The patient reports a history of pruritic skin lesions on the knees, extending to elbows and scalp over several months. Despite trying changing soaps and over-the-counter medications, the lesions persist and worsen, indicating a need for clinical evaluation and possible biopsy. The physical exam reveals well-demarcated erythematous plaques with silvery scales typical of psoriasis, but differential diagnoses include contact dermatitis and cutaneous lymphoma, especially owing to the progression and resistance to initial treatments. The age, genetic predisposition, and lesion morphology guide the hypothesis towards psoriasis.

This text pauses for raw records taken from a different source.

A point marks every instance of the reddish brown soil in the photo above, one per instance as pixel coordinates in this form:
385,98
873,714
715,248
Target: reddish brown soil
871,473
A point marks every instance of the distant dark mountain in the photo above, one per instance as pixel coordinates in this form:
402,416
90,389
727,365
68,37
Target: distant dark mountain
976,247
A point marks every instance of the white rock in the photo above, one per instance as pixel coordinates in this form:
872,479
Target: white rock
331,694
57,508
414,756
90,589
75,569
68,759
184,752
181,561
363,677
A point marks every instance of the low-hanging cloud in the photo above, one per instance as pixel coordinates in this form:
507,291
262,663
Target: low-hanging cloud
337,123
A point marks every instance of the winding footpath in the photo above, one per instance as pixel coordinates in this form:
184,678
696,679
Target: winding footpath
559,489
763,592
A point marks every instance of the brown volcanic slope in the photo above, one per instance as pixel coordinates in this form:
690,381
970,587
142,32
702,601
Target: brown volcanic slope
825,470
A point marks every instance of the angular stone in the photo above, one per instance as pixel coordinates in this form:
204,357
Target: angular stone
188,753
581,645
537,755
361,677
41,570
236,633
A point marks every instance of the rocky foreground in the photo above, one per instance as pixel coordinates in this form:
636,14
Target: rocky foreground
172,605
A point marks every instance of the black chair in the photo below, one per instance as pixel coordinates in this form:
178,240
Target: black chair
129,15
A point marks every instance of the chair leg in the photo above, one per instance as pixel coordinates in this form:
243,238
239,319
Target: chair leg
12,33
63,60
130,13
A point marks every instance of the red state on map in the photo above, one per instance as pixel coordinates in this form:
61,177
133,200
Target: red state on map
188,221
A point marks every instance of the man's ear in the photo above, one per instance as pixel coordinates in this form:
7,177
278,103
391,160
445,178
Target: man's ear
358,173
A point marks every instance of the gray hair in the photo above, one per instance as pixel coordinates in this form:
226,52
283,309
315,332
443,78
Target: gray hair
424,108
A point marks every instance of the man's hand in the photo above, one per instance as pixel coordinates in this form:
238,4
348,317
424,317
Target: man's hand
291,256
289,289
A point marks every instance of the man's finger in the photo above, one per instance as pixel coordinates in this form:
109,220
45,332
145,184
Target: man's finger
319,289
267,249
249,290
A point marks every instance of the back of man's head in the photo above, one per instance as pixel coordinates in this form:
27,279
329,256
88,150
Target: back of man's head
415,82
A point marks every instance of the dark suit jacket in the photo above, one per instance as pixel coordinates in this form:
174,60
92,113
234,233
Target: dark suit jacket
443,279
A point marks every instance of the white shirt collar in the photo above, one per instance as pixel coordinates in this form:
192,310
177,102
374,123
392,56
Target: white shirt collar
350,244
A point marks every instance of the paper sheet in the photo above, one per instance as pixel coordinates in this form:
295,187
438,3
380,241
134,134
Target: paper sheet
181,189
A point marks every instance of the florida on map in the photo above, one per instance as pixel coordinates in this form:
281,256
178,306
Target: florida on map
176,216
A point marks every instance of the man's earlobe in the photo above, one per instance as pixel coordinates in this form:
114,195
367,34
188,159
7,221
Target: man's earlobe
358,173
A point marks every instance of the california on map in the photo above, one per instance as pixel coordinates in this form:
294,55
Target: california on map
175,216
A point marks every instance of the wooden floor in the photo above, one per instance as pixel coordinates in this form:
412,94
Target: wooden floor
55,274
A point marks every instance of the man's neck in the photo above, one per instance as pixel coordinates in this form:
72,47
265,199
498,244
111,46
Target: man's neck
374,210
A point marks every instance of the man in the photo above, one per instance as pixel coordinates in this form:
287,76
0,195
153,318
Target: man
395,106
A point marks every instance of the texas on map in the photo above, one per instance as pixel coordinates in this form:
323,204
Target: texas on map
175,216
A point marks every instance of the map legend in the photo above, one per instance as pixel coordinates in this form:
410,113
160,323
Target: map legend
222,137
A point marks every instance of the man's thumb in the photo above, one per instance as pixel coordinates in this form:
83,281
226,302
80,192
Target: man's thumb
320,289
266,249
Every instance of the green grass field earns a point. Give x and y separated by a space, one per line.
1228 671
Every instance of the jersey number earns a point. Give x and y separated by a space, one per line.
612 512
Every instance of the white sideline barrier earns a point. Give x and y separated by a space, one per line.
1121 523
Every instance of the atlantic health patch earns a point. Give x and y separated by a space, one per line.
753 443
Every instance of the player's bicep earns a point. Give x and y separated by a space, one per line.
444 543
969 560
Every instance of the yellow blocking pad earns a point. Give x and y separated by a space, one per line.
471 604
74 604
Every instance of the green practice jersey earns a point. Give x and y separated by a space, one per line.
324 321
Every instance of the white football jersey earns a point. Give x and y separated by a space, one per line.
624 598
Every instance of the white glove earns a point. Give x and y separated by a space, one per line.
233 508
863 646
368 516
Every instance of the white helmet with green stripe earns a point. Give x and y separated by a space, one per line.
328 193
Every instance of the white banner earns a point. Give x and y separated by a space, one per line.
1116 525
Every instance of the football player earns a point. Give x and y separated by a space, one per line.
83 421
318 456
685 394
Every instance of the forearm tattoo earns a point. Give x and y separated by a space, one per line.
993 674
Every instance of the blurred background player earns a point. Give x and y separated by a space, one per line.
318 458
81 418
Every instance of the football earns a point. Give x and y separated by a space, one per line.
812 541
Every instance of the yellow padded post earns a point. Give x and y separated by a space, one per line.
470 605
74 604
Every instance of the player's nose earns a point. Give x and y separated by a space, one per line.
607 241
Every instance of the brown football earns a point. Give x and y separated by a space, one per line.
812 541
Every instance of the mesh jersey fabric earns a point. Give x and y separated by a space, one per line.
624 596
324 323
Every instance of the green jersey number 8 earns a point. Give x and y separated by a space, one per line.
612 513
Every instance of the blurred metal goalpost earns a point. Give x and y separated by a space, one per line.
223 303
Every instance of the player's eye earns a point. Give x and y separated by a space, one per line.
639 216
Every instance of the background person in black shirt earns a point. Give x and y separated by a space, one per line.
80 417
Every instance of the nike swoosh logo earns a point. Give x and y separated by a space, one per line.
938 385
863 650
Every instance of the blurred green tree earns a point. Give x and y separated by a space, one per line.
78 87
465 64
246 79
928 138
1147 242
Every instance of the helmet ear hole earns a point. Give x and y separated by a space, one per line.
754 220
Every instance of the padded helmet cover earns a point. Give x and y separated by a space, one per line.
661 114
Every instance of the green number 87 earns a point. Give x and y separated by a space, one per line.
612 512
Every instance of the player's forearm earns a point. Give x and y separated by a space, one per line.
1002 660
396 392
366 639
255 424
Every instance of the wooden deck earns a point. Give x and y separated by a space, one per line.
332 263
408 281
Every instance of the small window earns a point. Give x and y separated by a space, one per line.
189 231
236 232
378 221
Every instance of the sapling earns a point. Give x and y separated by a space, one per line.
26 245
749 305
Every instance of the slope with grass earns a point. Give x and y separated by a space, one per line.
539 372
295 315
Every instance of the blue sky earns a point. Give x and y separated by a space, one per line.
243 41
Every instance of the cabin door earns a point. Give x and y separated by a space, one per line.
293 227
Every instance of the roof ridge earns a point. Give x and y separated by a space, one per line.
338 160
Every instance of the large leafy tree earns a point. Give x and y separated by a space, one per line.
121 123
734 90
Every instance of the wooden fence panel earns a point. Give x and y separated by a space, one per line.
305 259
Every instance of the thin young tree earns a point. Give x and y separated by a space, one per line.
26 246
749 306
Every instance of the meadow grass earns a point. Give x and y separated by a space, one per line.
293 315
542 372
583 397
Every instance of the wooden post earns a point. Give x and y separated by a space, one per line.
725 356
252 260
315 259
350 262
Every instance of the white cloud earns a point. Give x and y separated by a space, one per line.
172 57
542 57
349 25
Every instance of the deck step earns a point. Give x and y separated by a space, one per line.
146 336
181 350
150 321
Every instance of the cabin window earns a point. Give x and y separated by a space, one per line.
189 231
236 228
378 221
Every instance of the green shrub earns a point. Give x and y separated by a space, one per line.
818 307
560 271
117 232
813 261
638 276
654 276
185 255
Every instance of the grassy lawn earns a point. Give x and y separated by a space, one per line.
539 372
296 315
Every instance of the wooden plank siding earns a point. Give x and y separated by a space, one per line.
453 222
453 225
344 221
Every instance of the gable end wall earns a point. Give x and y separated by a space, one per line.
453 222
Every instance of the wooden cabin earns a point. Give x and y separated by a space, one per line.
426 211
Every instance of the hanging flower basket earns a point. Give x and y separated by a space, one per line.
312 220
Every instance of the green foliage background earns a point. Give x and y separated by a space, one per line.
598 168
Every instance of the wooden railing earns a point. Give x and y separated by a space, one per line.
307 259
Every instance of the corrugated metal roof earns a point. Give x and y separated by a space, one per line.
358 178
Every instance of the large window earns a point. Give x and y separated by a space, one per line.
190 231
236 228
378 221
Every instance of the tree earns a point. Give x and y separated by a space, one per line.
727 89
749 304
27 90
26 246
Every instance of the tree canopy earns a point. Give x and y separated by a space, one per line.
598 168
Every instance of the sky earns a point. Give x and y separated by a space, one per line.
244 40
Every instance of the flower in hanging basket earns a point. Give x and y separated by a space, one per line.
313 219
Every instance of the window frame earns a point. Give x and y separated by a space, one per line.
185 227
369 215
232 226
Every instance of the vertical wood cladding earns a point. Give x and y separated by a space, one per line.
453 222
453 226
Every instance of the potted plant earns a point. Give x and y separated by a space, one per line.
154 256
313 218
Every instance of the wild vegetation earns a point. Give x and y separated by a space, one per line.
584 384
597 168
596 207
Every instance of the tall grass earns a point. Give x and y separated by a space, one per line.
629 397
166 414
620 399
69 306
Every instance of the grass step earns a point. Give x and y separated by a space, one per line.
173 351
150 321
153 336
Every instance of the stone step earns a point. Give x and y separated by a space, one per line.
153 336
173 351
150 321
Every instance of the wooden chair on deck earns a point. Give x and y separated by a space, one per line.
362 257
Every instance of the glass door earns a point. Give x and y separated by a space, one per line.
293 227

Pathophysiology of Psoriasis and Differentials

Psoriasis is an immune-mediated disorder characterized by hyperproliferation of keratinocytes and abnormal immune responses involving T-cells and cytokines such as TNF-alpha and interleukins. It often runs in family, as with this patient's history. Contact dermatitis results from hypersensitivity reactions to irritants, causing eczematous lesions that might mimic psoriasis but are usually localized and less scaly. Cutaneous lymphoma, particularly mycosis fungoides, presents with persistent scaly patches or plaques that may resemble psoriasis but often show atypical lymphocytes histologically and may progress over time.

Diagnostic Approach

Diagnosis includes clinical examination corroborated by biopsy, which provides definitive histopathological evidence. Skin biopsy in psoriasis typically shows acanthosis, elongation of rete ridges, and Munro microabscesses, whereas dermatitis shows spongiosis and lymphocytic infiltrates. A microbiological culture also rules out infectious causes like fungal infections that can mimic psoriasis

Treatment and Management

The first line management of psoriasis includes topical corticosteroids and vitamin D analogs to reduce inflammation and keratinocyte proliferation. Phototherapy can be effective, particularly for extensive plaques. Systemic therapies such as biologics targeting TNF-alpha are considered for severe or refractory cases. Patient education focuses on skin care, sun protection, and avoiding triggers like stress and infections. For suspected contact dermatitis, identifying and eliminating irritants is paramount.

The prognosis varies based on severity, adherence to therapy, comorbidities like psoriatic arthritis or metabolic syndrome, and lifestyle factors. Regular follow-up is essential to monitor treatment efficacy and side effects.

Conclusion

Accurate diagnosis of chronic skin lesions in elderly patients necessitates combining clinical findings with histopathology. Psoriasis remains a leading diagnosis, but clinicians must remain vigilant for other mimicking conditions like dermatitis and lymphoma. Tailored treatment plans incorporating topical, phototherapeutic, and systemic options, alongside patient education, optimize outcomes and improve quality of life.